Вспоминаю промозглое осеннее утро. Как обычно, нас выстроили на площади перекличек — трижды проклятом аппельплаце. Стриженные, измученные, в рваном полосатом тряпье, мы стояли дрожа от холода.

Неожиданно на плац привезли гору почтовых посылок и сложили штабелями перед строем польского блока. «Что-то затевается», — подумала я.

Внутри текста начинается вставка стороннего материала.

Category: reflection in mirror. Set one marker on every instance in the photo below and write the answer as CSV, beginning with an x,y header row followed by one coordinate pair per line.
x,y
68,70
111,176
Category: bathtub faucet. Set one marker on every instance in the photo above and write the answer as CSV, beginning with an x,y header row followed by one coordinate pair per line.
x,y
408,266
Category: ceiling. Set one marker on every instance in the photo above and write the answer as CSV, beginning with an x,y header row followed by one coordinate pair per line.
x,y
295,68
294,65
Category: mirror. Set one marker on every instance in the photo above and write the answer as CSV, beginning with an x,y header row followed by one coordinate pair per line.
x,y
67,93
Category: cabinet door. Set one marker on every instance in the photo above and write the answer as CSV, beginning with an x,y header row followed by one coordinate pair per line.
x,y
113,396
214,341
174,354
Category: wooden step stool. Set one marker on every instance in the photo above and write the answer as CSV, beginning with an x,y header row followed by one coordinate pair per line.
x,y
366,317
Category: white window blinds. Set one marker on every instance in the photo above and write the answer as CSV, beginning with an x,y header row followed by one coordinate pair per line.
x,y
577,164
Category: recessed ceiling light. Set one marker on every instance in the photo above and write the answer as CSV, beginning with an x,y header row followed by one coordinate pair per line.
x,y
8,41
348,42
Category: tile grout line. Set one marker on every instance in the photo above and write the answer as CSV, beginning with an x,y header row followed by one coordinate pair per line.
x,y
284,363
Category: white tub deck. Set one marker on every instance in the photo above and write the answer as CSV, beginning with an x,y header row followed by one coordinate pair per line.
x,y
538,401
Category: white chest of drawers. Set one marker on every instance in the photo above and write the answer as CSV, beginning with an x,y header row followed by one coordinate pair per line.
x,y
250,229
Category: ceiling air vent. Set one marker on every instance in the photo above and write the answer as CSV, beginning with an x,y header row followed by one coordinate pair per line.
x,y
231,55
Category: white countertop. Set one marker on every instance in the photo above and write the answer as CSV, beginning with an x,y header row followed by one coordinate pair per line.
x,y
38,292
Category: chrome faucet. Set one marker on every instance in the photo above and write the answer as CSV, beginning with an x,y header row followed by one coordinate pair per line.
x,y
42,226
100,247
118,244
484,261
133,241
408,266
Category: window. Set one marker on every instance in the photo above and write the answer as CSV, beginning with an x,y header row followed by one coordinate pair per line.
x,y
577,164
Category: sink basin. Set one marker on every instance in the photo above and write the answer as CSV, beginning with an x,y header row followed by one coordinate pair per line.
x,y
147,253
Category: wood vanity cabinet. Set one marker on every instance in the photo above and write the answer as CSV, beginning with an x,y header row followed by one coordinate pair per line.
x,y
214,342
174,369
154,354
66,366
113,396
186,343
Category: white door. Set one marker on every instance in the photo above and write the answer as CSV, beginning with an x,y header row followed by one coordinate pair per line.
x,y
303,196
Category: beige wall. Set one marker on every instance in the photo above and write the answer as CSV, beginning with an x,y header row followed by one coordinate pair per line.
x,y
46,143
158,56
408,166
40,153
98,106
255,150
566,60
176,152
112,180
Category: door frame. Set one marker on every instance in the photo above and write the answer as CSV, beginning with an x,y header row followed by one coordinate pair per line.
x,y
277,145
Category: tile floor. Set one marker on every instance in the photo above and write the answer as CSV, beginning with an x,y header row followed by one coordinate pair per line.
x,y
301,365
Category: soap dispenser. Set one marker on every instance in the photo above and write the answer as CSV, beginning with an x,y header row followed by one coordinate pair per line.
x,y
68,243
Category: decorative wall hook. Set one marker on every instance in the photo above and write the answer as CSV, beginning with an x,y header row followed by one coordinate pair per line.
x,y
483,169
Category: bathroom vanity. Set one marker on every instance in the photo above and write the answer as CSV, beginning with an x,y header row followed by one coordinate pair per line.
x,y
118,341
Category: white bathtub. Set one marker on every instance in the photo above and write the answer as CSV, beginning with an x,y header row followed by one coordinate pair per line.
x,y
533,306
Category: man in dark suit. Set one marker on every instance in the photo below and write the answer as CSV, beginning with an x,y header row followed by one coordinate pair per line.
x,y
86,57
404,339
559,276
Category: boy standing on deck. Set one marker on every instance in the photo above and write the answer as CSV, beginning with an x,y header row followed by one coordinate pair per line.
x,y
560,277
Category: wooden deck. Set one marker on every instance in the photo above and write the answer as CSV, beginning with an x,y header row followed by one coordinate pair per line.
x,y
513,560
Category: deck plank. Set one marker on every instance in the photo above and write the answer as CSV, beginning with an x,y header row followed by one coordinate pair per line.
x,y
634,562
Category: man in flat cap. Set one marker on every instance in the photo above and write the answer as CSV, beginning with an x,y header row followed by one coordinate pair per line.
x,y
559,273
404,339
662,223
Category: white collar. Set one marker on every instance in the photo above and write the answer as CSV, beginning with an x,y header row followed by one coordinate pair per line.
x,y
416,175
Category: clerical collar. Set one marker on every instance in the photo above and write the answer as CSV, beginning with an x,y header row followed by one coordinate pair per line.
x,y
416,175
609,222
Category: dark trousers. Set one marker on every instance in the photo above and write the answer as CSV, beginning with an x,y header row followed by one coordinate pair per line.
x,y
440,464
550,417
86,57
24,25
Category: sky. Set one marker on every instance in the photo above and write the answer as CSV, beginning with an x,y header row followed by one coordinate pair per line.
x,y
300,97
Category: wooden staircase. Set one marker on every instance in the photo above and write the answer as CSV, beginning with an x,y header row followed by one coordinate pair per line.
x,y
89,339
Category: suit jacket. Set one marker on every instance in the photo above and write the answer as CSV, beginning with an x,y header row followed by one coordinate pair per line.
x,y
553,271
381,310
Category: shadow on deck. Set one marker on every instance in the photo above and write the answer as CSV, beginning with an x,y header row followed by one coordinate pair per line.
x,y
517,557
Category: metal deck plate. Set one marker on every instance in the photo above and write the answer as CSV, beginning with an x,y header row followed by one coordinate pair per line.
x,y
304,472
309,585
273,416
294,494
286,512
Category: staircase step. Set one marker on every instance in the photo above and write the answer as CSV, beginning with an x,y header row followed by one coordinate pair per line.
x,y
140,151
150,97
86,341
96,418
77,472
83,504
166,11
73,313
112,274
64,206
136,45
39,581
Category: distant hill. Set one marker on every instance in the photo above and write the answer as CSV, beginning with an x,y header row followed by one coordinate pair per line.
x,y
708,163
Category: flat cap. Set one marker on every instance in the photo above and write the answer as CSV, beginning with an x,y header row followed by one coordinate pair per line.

Стук упавшего тела, слабый крик… Кто-то позади упал. Помочь нельзя. Даже обернуться, взглянуть нельзя.

Появилось лагерное начальство. Над плацем разнеслась необычно спокойная немецкая речь, а потом в тон ей — голос переводчика:

— Вчера в польском блоке обнаружен беспорядок. Это недопустимо. Всякое нарушение порядка влечет за собой наказание виновных. Поэтому комендант лагеря распорядился конфисковать посылки, присланные полькам, и наказать весь их блок.

Долгая пауза.

«Раз в месяц маленькая посылка, — думаю я. — сколько у полек связано с нею надежд. Поддержать больных. Хоть немного утолить голод»…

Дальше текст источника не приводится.